Hi guys - OK, my cork has popped. Over the past decade and a half I have had the opportunity (and the privilege) to coach runners for the Leukemia and Lymphoma Society. When I first began, this was a little scary in that most of them had decided that they were going to run 26.2 miles as a vehicle to raise money to help find a cure for this killer. As a coach, it was literally a "Couch-to-marathon" program (with apologies to Danny Haralson's incredibly excellent Couch-to-5K, Couch-to-10K,...etc). I had been running marathons for over 15 years and coaching for 10 by this point, and KNEW that you had to take it in steps, putting your body through increasingly progressive distances of races and's done this way because it's always been done this way! But, these marathon newbies didn't know any better, so off we went here, there, and everywhere, raising money and running marathons, dispelling my fears that you can't go from zero to 26.2. Yes, these runs were slow, especially to us veterans of the 70's and 80's who regularly raced with a "nuts & guts" attitude and had absolutely nothing left in the tank at the finish line. Believe me, I was more surprised, even as their coach, that they COULD finish a marathon.
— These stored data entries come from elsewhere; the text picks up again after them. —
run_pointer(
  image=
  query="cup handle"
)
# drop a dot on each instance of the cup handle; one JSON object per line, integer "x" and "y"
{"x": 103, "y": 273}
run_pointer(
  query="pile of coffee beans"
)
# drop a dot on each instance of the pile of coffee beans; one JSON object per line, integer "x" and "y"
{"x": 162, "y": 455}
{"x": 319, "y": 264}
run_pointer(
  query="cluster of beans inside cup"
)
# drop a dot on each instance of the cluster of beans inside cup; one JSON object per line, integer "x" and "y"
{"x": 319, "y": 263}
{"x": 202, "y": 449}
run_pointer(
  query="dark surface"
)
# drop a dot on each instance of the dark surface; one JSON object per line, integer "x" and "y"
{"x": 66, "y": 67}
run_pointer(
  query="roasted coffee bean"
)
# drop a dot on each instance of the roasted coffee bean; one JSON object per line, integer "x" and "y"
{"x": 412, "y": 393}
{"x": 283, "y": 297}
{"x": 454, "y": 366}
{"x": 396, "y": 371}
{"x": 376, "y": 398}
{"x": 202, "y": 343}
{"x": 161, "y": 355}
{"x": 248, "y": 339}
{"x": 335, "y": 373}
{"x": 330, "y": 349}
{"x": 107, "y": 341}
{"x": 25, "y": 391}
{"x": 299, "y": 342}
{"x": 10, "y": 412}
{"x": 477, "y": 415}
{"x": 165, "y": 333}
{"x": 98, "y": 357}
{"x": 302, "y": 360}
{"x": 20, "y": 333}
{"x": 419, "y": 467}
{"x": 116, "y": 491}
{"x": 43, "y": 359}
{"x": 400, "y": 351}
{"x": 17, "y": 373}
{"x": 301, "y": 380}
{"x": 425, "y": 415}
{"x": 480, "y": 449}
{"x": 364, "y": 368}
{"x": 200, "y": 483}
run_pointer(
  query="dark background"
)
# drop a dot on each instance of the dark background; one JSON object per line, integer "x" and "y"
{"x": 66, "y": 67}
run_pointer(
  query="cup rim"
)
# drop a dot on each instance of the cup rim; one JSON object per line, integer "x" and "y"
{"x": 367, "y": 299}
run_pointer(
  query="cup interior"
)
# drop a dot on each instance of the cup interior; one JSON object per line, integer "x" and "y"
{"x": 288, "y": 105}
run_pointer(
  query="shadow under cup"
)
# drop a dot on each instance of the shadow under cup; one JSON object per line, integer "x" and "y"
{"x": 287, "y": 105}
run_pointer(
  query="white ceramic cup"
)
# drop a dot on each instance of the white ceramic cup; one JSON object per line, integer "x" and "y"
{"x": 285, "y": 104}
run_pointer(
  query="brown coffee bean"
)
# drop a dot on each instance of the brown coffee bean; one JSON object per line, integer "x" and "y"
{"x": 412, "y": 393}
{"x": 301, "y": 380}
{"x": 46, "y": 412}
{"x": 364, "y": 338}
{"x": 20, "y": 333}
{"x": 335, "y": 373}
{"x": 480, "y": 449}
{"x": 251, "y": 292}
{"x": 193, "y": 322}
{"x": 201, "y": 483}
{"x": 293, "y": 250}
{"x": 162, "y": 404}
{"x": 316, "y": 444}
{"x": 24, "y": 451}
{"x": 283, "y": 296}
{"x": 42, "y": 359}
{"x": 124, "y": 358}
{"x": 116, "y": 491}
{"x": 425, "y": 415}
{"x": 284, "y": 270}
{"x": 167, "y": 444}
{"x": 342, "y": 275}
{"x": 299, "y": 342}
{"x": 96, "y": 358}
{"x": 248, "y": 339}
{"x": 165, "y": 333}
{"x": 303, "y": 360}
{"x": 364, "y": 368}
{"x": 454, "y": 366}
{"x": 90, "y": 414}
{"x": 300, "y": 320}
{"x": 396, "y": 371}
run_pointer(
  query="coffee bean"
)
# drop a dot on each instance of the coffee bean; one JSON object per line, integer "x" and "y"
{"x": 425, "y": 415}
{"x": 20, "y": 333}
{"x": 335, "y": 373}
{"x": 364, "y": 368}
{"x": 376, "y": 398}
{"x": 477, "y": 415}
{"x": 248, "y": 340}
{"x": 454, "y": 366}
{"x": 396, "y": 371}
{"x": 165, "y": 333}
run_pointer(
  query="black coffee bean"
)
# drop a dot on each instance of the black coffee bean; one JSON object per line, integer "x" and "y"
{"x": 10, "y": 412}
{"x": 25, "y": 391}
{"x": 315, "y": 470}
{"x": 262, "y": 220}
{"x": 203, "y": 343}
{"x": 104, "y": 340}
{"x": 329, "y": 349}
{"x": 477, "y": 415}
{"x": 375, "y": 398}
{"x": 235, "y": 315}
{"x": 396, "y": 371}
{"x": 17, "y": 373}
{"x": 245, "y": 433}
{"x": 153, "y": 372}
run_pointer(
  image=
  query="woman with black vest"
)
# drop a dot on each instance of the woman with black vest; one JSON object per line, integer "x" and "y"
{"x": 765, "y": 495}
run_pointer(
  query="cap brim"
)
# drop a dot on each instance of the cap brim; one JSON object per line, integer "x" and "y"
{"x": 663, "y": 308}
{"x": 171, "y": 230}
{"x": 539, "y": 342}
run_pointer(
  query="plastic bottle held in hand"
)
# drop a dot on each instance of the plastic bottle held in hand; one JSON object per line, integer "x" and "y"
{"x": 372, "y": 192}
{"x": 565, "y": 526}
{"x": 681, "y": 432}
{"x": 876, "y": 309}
Seeing them train in the same conditions, put in the same long runs, have the same aches, pains, and injuries, it never occurred to me that some grumpy veteran marathoners would take serious offense to these "stragglers". They actually felt that this new breed of athletes somehow "disrespected" the distance. What a giant bunch of hooey!! The charities grew with TNT, Diabetes, Arthritis, Fred's Team, Dana-Farber, etc., and race numbers swelled. Runners who could run fast, could still run fast, but felt that the bar they had held so high was suddenly lowered to a level that cheapened the marathon. The cry "you can do 26 point 2" was followed with "no matter how long it takes you". Most of the time I just steamed inside, knowing, as usual, that I was right and they were wrong. Even Boston Marathon runners complained about all these "charity runners" taking up slots of "deserving" runners. THEY'RE SAVING LIVES FOR PETE'S SAKE!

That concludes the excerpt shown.